I have to admit something: When it comes to Coldplay and bands that aspire to the same aesthetic, I find my reaction becoming increasingly, well, cold. Groups like this are very easy to admire and even easier to like, afterall, they find their inspiration in such crowd-pleasers as The Cure, U2, and Radiohead. But I just can't help but feel that there's something missing.

Sure, it's great sit-around-feeling-depressed-but-fine-with-it music. It's music for big theatrical sighs and deep musings of deeper feelings, and grand proclamations. It may sound like I'm poking fun (and I am a little bit), but there are times when you're feeling exactly like that, and this music is the perfect soundtrack. But what about the times you aren't feeling like that?

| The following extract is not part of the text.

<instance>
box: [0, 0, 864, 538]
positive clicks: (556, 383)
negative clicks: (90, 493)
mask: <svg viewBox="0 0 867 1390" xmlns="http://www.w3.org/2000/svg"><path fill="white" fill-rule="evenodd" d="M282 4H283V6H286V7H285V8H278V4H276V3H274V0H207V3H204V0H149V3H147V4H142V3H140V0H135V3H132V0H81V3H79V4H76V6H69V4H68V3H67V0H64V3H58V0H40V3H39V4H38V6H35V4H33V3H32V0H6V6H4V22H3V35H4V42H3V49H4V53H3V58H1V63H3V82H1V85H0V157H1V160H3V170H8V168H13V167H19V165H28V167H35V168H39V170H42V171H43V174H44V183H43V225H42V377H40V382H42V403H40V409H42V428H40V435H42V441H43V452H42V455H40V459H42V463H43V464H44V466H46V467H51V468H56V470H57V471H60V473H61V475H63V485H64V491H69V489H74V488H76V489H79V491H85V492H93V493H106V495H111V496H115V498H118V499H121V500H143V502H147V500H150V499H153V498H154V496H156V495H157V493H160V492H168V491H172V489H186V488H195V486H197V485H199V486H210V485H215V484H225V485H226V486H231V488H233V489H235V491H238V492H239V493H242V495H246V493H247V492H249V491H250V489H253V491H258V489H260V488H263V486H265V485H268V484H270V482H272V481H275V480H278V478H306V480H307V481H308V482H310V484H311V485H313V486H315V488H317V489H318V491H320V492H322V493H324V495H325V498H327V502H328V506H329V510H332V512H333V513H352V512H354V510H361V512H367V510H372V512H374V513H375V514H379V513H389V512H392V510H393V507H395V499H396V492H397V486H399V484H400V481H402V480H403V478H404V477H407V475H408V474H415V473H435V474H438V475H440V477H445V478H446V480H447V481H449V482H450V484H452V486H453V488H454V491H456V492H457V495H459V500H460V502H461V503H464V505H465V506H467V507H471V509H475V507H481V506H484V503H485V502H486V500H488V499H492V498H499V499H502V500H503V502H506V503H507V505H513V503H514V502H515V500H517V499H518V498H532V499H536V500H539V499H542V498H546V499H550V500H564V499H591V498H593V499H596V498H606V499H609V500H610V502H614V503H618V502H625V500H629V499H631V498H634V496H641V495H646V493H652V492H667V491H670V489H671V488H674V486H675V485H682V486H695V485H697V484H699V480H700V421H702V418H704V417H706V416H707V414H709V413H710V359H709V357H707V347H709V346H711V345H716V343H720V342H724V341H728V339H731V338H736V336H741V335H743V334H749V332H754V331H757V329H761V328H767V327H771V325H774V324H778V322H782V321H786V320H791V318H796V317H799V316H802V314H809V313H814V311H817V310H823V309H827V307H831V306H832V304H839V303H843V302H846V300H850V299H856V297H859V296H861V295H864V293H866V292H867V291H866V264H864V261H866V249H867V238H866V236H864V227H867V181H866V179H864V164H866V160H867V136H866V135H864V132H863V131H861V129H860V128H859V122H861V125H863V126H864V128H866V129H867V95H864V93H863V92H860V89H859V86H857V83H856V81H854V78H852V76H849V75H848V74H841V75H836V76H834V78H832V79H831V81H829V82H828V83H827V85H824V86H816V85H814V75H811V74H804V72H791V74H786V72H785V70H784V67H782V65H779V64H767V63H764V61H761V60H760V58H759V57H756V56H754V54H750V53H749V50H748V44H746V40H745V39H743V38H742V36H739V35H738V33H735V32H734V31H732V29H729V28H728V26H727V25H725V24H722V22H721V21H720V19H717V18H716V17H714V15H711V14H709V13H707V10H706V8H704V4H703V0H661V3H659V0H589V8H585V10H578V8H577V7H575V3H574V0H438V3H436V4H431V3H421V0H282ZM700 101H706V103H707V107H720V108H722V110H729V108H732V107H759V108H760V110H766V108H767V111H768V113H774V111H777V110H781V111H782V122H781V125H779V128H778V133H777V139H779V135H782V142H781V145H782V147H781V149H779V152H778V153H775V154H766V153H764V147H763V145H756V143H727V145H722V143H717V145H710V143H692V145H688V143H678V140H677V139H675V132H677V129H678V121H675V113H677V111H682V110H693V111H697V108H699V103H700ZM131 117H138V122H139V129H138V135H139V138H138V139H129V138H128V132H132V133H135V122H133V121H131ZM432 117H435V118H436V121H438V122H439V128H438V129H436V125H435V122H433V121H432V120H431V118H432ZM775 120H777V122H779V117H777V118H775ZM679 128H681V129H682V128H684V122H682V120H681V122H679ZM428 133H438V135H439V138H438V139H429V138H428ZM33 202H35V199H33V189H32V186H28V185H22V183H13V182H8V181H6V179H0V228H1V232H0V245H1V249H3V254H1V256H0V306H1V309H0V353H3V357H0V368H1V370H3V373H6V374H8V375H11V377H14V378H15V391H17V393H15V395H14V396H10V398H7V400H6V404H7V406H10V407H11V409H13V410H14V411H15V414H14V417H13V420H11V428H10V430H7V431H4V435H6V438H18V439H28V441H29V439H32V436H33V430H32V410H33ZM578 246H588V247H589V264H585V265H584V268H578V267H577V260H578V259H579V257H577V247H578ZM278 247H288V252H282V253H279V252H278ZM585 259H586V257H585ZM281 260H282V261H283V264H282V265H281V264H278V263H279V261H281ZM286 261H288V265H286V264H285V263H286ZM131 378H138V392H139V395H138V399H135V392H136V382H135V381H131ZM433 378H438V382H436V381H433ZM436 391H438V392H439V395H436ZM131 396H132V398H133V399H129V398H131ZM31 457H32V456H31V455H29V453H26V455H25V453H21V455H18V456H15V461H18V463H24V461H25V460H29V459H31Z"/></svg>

Anyway, we're being subjected to a lot of new bands lately, first billed as "the next Radiohead," now hailed as "the next Coldplay." This includes Travis, Ours, Snow Patrol, Starsailor, etc. The problem here is twofold. The major one is that I hate to think that the production of music has become so cynical that bands cop to a certain sound just because it's commercially viable at the moment (though this happens all the time and has throughout pop's history). The other problem is that some people, like me, want their bands to have influences that reach back before the mid-nineties.

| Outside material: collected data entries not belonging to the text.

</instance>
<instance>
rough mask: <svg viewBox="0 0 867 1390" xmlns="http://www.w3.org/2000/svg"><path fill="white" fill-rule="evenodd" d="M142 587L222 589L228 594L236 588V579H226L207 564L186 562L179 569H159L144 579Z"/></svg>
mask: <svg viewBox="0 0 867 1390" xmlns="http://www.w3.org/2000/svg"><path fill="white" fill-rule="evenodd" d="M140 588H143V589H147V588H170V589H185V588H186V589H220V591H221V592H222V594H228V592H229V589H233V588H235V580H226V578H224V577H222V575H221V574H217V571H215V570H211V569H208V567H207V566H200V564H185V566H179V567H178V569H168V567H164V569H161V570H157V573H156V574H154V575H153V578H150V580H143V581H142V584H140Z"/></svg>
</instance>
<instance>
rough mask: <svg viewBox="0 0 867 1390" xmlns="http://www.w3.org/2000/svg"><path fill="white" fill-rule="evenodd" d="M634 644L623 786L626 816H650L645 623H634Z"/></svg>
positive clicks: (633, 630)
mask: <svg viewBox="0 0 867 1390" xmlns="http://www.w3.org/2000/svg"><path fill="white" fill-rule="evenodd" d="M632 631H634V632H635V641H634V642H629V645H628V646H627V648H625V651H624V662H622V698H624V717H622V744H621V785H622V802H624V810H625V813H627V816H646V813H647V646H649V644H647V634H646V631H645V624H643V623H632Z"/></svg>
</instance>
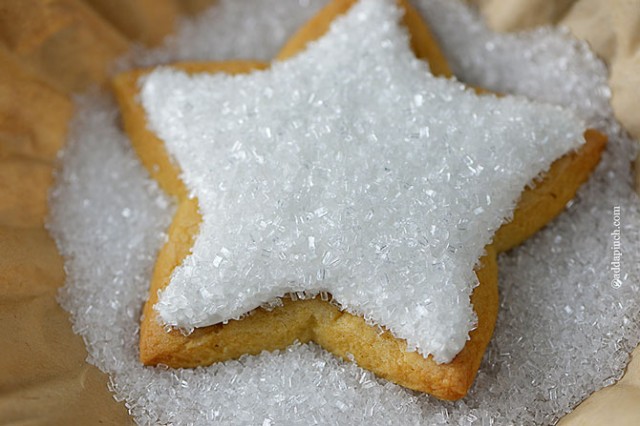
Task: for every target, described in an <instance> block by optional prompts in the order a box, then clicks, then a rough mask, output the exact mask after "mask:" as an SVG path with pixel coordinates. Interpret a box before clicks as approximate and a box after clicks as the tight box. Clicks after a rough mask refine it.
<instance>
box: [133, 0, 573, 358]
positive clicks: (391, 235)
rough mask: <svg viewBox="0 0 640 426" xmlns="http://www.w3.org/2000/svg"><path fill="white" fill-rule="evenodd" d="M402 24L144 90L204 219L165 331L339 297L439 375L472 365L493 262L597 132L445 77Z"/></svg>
mask: <svg viewBox="0 0 640 426" xmlns="http://www.w3.org/2000/svg"><path fill="white" fill-rule="evenodd" d="M400 17H401V13H400V10H399V8H398V7H397V6H396V3H395V2H394V1H392V0H363V1H361V2H359V3H357V4H356V5H354V6H353V7H352V8H351V10H349V12H348V13H347V14H346V15H344V16H343V17H341V18H339V19H337V20H336V21H335V22H334V24H333V25H332V26H331V28H330V30H329V31H328V33H327V34H326V35H325V36H323V37H322V38H321V39H320V40H318V41H317V42H316V43H313V44H311V45H310V46H309V47H308V48H307V49H306V50H305V51H304V52H303V53H301V54H299V55H297V56H296V57H295V58H294V59H290V60H287V61H284V62H280V63H275V64H274V65H273V66H272V67H271V69H270V70H268V71H263V72H255V73H252V74H249V75H239V76H233V77H232V76H229V75H226V74H216V75H210V74H200V75H197V76H189V75H187V74H186V73H183V72H181V71H177V70H175V69H171V68H160V69H157V70H156V71H154V72H152V73H151V74H150V75H148V76H147V77H145V78H144V79H142V81H141V84H140V86H141V90H140V101H141V103H142V105H143V106H144V108H145V110H146V113H147V119H148V126H149V128H150V129H152V130H153V131H155V132H156V134H157V135H158V136H159V137H160V138H161V139H162V140H163V141H164V145H165V147H166V149H167V151H168V152H169V154H170V155H171V157H172V158H173V159H174V160H175V162H176V164H177V165H178V167H179V168H180V170H181V178H182V180H183V181H184V182H185V184H186V186H187V188H188V189H189V190H190V191H191V194H192V196H194V197H197V199H198V205H199V211H200V213H201V215H202V224H201V225H200V230H199V234H198V235H197V236H196V239H195V242H194V245H193V248H192V250H191V254H190V255H189V256H188V257H187V258H185V260H184V261H183V263H182V264H181V265H180V266H178V267H176V269H175V270H174V272H173V275H172V277H171V280H170V283H169V285H168V286H167V288H166V289H165V290H164V291H162V292H161V293H160V296H159V301H158V303H157V304H156V306H155V309H156V310H157V311H158V313H159V315H160V317H161V319H162V320H163V321H164V322H165V323H166V324H169V325H172V326H177V327H181V328H187V329H188V328H193V327H203V326H208V325H211V324H216V323H220V322H223V321H226V320H229V319H233V318H238V317H240V316H241V315H243V314H246V313H247V312H249V311H251V310H253V309H255V308H257V307H259V306H261V305H265V304H267V303H272V302H273V300H274V299H276V298H277V297H282V296H284V295H285V294H287V293H294V292H301V293H302V292H306V294H310V295H315V294H318V293H319V292H322V291H326V292H329V293H331V295H332V296H333V298H334V299H335V300H336V301H337V302H338V303H339V304H340V305H341V306H342V308H343V309H344V310H346V311H348V312H351V313H354V314H357V315H361V316H363V317H364V318H366V319H367V320H368V321H369V322H371V323H373V324H378V325H382V326H385V327H387V328H388V329H389V330H390V331H391V332H392V333H393V334H394V335H395V336H396V337H399V338H402V339H406V340H407V344H408V347H409V348H410V350H413V349H414V348H416V349H417V350H418V351H419V352H420V353H421V354H422V355H424V356H427V355H433V357H434V359H435V360H436V361H437V362H450V361H451V360H452V359H453V358H454V357H455V355H457V354H458V353H459V352H460V351H461V350H462V348H463V347H464V345H465V344H466V342H467V340H468V338H469V331H471V330H472V329H473V328H474V327H475V317H474V312H473V308H472V306H471V303H470V296H471V291H472V289H473V288H474V287H475V286H476V285H477V278H476V276H475V274H474V266H476V265H477V263H478V260H479V258H480V257H481V255H482V253H483V251H484V247H485V246H486V245H487V244H489V243H490V242H491V238H492V235H493V233H494V232H495V231H496V230H497V229H498V228H499V227H500V225H501V223H502V222H503V220H504V218H509V217H511V215H512V213H513V209H514V207H515V204H516V202H517V200H518V198H519V196H520V193H521V192H522V190H523V188H524V187H525V186H526V185H527V184H528V183H530V182H532V181H533V179H534V178H535V177H537V176H538V175H539V174H540V173H541V172H542V171H545V170H546V169H547V168H548V167H549V165H550V164H551V163H552V162H553V160H555V159H557V158H559V157H561V156H562V155H563V154H564V153H566V152H567V151H569V150H570V149H572V148H575V147H577V146H579V145H580V143H582V142H583V138H582V133H583V132H584V130H585V126H584V123H583V122H582V121H581V120H579V119H578V118H577V117H576V116H574V115H573V114H572V113H571V112H570V111H567V110H562V109H559V108H558V107H556V106H550V105H542V104H532V103H531V102H530V101H528V100H525V99H522V98H514V97H504V98H497V97H494V96H483V97H479V96H477V95H476V94H475V93H474V92H473V91H472V90H470V89H469V90H464V89H463V87H462V86H461V85H460V83H458V82H455V81H452V80H446V79H442V78H435V77H433V76H432V75H431V74H430V73H429V71H428V68H427V65H426V64H425V63H424V62H422V61H420V60H418V59H417V58H415V56H414V55H413V53H412V52H411V49H410V47H409V41H408V34H407V31H406V29H405V28H403V27H402V25H401V24H400V23H399V19H400Z"/></svg>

Keane is bound to, okay they already have, run into the usual comparisons. The sticker quote on the package calls them "anthemic and epic." The band's line-up doesn't help; they've got drums, piano, and vocals (there are some synths, programming, and bass in there too). Despite the minimalism, there's no lack of depth in the music...the piano is a full instrument, as is singer Tom Chaplain's voice. By turns he recalls Travis' Fran Healy, Pet Shop Boys' Neil Tennent, and Ewan McGregor's singing voice in Moulin Rouge (this is actually a compliment). In other words, he sounds Romantic.

And the songs themselves fulfill every expectation of the genre...every song is pounding, expansive, and deeply felt. The choruses are built to be sung by a stadium full of lighter-waving devotees. The first three songs on the album set that tone (culminating in the very pretty Bend and Break) and the band hardly deviates for the rest of it. On every song, from the quiet We Might As Well Be Strangers to the dramatic Bedshaped, Chaplin alternates a gentle wobbly lower register with a soaring falsetto.

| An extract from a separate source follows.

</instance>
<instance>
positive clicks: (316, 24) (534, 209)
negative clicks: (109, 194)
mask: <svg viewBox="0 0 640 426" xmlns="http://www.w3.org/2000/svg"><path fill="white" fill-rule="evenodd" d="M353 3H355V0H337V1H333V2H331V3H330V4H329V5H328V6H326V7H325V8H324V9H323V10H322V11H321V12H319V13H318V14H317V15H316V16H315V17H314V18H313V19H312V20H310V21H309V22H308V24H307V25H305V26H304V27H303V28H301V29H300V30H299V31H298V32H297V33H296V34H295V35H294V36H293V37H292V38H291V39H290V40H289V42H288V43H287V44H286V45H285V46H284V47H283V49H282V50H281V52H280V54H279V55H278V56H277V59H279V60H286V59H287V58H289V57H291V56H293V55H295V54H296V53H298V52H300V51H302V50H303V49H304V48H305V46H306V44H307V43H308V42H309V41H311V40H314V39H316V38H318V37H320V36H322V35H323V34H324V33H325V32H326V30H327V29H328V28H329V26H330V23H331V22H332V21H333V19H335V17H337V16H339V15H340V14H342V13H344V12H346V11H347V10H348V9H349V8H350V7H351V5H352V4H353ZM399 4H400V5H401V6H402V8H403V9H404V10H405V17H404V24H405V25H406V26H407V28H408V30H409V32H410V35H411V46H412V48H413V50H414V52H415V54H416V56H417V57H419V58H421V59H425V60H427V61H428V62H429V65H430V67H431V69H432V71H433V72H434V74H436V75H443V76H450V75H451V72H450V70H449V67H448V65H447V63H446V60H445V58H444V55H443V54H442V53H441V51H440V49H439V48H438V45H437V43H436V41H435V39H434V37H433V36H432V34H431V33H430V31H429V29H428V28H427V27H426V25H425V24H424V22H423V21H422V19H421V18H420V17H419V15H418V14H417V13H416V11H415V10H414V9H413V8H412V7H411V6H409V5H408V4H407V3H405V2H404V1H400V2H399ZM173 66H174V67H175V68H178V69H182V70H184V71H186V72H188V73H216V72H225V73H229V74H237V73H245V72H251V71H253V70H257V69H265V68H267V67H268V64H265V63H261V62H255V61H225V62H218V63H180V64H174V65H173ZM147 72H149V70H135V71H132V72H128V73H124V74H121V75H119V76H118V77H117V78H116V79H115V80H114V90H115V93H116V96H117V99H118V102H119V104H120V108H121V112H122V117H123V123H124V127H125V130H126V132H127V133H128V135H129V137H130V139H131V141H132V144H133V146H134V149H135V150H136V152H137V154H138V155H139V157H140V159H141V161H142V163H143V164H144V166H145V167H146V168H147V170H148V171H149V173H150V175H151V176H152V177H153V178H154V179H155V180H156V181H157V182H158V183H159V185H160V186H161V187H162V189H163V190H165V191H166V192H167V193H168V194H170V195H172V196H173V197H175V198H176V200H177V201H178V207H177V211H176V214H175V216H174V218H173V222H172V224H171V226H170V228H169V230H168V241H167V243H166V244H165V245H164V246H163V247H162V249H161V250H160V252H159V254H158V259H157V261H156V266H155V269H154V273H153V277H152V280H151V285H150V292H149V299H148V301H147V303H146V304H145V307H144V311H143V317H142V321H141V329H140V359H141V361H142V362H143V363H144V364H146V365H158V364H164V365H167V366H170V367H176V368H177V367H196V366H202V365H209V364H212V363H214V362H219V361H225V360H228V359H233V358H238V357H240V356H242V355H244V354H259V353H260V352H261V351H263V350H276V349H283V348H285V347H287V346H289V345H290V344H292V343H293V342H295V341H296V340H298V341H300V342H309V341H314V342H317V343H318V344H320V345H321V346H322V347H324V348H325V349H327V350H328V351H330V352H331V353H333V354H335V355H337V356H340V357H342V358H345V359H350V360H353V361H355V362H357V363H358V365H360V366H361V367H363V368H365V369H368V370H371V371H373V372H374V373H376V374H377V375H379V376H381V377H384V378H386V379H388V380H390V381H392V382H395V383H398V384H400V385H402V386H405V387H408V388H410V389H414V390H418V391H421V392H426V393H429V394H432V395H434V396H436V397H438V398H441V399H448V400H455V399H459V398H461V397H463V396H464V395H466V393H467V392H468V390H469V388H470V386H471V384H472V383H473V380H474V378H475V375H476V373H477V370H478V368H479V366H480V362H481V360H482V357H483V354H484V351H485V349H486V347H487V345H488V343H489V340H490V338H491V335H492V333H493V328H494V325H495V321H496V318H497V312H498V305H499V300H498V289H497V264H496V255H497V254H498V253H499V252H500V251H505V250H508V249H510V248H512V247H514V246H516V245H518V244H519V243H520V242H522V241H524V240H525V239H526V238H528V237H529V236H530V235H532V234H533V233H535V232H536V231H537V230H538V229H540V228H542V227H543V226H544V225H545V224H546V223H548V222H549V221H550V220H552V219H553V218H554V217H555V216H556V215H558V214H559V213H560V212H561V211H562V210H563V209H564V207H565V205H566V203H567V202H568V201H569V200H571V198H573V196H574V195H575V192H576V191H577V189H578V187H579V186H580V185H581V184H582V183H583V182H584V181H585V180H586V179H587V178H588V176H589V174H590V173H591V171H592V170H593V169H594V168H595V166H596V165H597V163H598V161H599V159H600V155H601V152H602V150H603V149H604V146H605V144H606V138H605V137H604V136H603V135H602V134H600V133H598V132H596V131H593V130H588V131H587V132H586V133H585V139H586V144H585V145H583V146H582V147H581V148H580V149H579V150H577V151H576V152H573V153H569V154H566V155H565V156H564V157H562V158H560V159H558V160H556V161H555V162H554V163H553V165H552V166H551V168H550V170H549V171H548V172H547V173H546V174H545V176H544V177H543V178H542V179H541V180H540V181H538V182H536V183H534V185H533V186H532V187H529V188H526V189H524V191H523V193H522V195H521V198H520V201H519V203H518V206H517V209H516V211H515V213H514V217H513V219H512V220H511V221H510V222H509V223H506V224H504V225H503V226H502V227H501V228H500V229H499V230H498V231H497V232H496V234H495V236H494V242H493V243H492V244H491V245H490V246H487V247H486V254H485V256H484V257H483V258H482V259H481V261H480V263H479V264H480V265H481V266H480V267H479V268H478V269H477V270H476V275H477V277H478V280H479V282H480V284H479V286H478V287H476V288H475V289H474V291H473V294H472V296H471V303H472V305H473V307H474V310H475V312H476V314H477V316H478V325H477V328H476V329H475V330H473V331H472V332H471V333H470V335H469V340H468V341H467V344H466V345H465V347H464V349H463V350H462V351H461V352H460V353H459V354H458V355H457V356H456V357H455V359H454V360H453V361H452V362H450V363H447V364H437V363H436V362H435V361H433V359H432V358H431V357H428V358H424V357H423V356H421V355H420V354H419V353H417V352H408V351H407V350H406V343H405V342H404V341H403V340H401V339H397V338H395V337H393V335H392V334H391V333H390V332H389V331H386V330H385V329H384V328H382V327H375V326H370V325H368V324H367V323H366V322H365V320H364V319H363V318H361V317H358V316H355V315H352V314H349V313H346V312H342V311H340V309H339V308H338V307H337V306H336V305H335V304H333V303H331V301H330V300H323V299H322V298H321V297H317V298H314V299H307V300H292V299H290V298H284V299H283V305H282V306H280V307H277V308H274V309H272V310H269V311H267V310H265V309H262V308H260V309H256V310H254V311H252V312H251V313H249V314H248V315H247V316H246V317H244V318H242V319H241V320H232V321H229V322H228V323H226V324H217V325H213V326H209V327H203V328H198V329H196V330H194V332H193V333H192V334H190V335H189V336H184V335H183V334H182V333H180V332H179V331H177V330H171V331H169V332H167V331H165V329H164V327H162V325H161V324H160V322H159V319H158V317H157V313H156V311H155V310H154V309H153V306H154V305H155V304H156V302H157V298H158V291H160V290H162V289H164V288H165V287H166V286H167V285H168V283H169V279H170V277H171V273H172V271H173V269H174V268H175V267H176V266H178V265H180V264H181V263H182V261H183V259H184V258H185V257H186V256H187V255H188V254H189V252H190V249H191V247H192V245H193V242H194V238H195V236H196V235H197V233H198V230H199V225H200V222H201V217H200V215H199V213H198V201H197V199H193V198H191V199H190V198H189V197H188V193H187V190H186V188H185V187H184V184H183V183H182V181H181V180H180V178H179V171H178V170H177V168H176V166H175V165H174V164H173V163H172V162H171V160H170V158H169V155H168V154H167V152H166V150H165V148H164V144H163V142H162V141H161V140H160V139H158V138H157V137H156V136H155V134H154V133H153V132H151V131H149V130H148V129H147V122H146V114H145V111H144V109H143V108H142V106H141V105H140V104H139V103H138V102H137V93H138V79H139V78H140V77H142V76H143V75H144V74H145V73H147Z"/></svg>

I'd like to be bothered by the lack of cleverness and interesting imagery in the lyrics, but there's a directness and simplicity that serves the music well (and if you're unsure what I mean, just look at the title of the album, or think of Elton John's albums from The One through The Big Picture).

So all in all, this is really a complete nightmare for anyone who likes records that "take a few spins to get into" or who is just simply scared away by the conventional and mass-appealing. For everyone else it's wonderful ear candy, and thus the band has a very good chance to hit big.

It's possible that in a couple of years new bands coming out will be called "the next Keane." I kind of hope that's not the case, not because I don't wish them success, it just wouldn't be good for music history. And what I worry about personally is that after the initial infatuation has passed, will this just sit on my shelf with Coldplay and Travis and even Radiohead CDs, fondly thought of, but rarely played? Maybe I should just be happily depressed and hyper-contemplative more often.

Rating: B
Fave Song: Bend and Break

Comments

Richard said…
So here's the new procedure:
1. Paul writes review of new CD.
2. Richard immediately reads review.
3. Richard grabs car keys.
4. Richard drives two blocks to Best Buy and purchases CD.
5. Richard is listening to CD within an hour of the review being written.

You'll be the death of my bank account, Paul Allen! (This CD is only $6.99 this week at Best Buy, though.)